Brett Bailey was born in 1967 and completed a postgraduate diploma in performance studies at the Dasarts Master of Theatre in Amsterdam. He has worked throughout South Africa, and in Zimbabwe, Uganda, Haiti, the UK and across Europe.[3] His acclaimed iconoclastic dramas, which interrogate the dynamics of the post-colonial world, include Big Dada, Ipi Zombi, iMumbo Jumbo and Orfeus. His performance installations include Blood Diamonds: Terminal and Exhibit A: Deutsch Sudwestafrika. He directed the opening show at the 4th World Summit on Arts and Culture (2009),[4] and from 2006 until 2011 has directed the opening shows for the Harare International Festival of the Arts.[5] He has been the curator of Africa Centre's Infecting the City since 2008.[6]
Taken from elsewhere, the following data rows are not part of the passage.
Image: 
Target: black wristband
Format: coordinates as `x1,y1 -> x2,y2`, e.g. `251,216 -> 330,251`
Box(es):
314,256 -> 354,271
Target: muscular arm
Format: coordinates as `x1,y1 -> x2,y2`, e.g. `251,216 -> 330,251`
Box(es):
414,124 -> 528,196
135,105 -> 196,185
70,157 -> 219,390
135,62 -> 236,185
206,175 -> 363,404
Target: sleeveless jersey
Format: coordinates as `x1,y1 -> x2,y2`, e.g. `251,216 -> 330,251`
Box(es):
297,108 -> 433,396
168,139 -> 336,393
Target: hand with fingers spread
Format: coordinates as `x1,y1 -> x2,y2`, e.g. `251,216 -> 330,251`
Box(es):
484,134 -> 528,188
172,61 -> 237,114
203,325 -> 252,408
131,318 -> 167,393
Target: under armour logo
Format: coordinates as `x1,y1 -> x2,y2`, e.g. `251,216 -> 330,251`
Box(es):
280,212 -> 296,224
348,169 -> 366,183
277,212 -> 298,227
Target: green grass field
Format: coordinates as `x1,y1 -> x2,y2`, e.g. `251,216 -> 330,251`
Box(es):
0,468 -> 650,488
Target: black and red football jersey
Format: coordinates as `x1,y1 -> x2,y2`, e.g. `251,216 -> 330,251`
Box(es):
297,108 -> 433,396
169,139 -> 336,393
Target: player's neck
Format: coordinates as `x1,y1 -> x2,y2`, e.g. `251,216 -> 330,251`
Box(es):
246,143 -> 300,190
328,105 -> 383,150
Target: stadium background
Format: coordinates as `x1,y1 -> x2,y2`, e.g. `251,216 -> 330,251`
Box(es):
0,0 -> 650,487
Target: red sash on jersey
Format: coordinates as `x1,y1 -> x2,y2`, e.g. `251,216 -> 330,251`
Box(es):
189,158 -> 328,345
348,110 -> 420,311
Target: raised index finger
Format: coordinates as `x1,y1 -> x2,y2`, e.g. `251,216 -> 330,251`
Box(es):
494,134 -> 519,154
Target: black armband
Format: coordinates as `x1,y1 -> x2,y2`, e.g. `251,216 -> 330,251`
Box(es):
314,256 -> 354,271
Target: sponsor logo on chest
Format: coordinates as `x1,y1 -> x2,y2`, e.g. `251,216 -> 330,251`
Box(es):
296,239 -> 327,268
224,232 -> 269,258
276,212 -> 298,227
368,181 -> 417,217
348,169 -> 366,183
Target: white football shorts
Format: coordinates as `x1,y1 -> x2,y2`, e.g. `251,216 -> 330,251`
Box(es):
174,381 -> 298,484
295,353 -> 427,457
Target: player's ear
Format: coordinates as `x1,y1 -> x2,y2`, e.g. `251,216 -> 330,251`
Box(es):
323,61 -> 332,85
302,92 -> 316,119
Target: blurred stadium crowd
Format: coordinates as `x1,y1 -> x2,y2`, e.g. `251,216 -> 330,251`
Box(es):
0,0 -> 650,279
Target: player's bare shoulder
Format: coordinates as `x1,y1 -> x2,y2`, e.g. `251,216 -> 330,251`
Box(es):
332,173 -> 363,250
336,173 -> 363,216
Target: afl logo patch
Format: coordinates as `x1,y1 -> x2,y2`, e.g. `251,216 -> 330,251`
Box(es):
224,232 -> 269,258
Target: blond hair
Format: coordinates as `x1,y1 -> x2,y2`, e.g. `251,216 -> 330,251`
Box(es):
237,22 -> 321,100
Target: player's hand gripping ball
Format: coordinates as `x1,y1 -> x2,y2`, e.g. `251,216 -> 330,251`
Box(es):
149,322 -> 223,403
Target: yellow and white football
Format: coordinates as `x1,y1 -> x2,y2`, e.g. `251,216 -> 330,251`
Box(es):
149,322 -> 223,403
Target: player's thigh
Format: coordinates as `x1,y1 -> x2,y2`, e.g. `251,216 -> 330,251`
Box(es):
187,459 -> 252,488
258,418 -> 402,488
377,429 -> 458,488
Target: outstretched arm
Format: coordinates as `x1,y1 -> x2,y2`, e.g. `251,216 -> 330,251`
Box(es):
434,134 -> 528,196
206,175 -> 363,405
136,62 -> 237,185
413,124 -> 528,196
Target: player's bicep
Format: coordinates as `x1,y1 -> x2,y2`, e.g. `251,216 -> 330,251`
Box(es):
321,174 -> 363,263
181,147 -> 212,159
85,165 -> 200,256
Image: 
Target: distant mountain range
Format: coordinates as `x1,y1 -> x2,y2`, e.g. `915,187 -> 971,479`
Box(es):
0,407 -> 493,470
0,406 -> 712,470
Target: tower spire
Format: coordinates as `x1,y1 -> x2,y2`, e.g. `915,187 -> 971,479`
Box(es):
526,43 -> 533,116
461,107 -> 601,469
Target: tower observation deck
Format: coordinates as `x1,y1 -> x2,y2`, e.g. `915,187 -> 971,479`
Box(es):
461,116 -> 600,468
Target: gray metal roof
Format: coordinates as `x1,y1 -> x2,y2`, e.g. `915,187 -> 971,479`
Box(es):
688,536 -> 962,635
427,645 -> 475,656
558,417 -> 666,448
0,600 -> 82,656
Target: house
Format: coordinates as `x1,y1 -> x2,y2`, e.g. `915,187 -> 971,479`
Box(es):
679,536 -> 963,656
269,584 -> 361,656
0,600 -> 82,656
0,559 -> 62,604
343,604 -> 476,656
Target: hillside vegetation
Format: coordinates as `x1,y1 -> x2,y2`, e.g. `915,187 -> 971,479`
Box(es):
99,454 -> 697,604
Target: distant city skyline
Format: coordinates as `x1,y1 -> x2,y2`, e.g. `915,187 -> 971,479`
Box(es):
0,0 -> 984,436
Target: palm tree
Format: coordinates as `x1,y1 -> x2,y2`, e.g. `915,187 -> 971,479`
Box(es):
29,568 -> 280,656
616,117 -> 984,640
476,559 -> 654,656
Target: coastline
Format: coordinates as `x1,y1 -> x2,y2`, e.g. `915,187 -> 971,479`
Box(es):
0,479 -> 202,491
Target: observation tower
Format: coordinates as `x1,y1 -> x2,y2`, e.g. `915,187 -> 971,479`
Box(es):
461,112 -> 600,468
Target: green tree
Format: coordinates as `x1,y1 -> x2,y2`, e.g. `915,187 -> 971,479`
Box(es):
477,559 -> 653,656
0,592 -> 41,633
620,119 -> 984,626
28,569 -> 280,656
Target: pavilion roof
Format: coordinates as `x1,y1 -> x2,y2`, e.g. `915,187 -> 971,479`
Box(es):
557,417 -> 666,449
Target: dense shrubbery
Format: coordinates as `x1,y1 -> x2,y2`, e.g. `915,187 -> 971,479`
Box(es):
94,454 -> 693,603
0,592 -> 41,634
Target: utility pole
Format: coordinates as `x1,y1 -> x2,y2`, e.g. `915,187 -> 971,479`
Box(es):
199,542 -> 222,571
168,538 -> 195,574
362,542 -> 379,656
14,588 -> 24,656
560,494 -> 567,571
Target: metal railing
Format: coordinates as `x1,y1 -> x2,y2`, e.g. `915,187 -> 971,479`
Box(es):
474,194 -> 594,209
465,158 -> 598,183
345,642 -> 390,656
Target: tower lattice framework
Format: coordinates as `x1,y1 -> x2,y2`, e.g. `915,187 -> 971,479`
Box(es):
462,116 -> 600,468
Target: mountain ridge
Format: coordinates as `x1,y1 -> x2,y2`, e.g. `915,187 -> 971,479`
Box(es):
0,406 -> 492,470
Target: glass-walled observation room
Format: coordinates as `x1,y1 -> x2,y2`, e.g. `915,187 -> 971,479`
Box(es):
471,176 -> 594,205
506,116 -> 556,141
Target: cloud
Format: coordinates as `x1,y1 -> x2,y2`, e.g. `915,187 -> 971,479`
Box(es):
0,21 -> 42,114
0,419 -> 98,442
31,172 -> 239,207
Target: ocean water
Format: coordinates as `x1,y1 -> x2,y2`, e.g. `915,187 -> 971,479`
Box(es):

The work of Bailey investigates the many layers and intricacies of colonial and post-colonial Africa.[7]

Bailey's earlier works – Ipi Zombi, iMumbo Jumbo and The Prophet – are grouped together under the title Plays of Miracle and Wonder (which is the title of a book on Bailey's plays) and incorporate ceremony and sacrament. These works are aggressive with Bailey using drums, screams, knives and broken glass to break down the audiences' defences.[8]

In Ipi Zombi, Bailiey evoked a 1996 witch-hunt in which several women were blamed and killed for the death of twelve boys in a minivan accident. It combined Xhosa and Christian ritual. Author Zakes Mda claimed Ipi Zombi to be a "A work of genius that maps out a path to a new South African theatre ..."[9]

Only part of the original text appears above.